Judicial restraint, as Ponnuru puts it, "is best understood as a finger on the scales, tipping judges in close cases against invalidating the actions of Congress or state or local governments." Ponnuru calls this a "virtue" and, until relatively recently, most conservatives would have agreed. But as he notes, conservatives do not want the Supreme Court to defer to the judgment of local officials in New Haven, Connecticut, where a white firefighter named Frank Ricci saw his test results for an officer position thrown out because black applicants scored poorly on the same test. Ricci sued and the Supreme Court will be offering its decision fairly soon. But why—goes the argument for judicial restraint—impose a federal solution to a local problem? In other words, isn't Sotomayor's 2nd Circuit vote to uphold New Haven's decision perfectly consistent with conservative judicial principles?

Along the same lines, many conservatives today would likely say that the Second Amendment should apply to state and local governments, just like the rest of the Bill of Rights do, via the Due Process Clause of the 14th Amendment (or, more appropriately, via the Privileges or Immunities Clause). But consider the views of former federal appeals court Judge Robert Bork, who is perhaps the most influential conservative legal thinker of the past several decades. In his book The Tempting of America, Bork sneered at the Supreme Court's incorporation of the Bill of Rights against the states as "a temptation to judicial constitution-making the Justices could not resist." In Bork's view, the federal courts had little business defending individual rights from state and local majorities via the "vague" and "silent" provisions of the 14th Amendment. Thus when it comes to the Second Amendment—again goes the argument for judicial restraint—why not let local majorities decide upon an appropriate level of gun control?

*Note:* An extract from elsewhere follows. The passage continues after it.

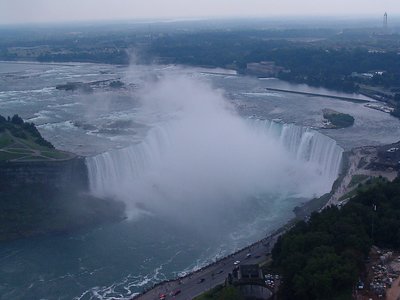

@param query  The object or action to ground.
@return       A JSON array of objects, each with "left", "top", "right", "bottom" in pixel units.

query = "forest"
[{"left": 272, "top": 178, "right": 400, "bottom": 299}]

So Ponnuru is right to criticize his fellow conservatives for their inconsistent rhetoric. But is he also right about the virtues of judicial restraint?

As I've previously argued, the courts have been at their historic best when rejecting the will of the majority and acting in defense of individual rights. That means engaging in a principled form of judicial activism that limits state power and defends individual liberty. Obviously the courts have very rarely done this, but that doesn't mean they shouldn't do it. The problem with Sotomayor's vote to uphold racial preferences (and to uphold eminent domain abuse), in other words, is that she showed entirely too much judicial restraint.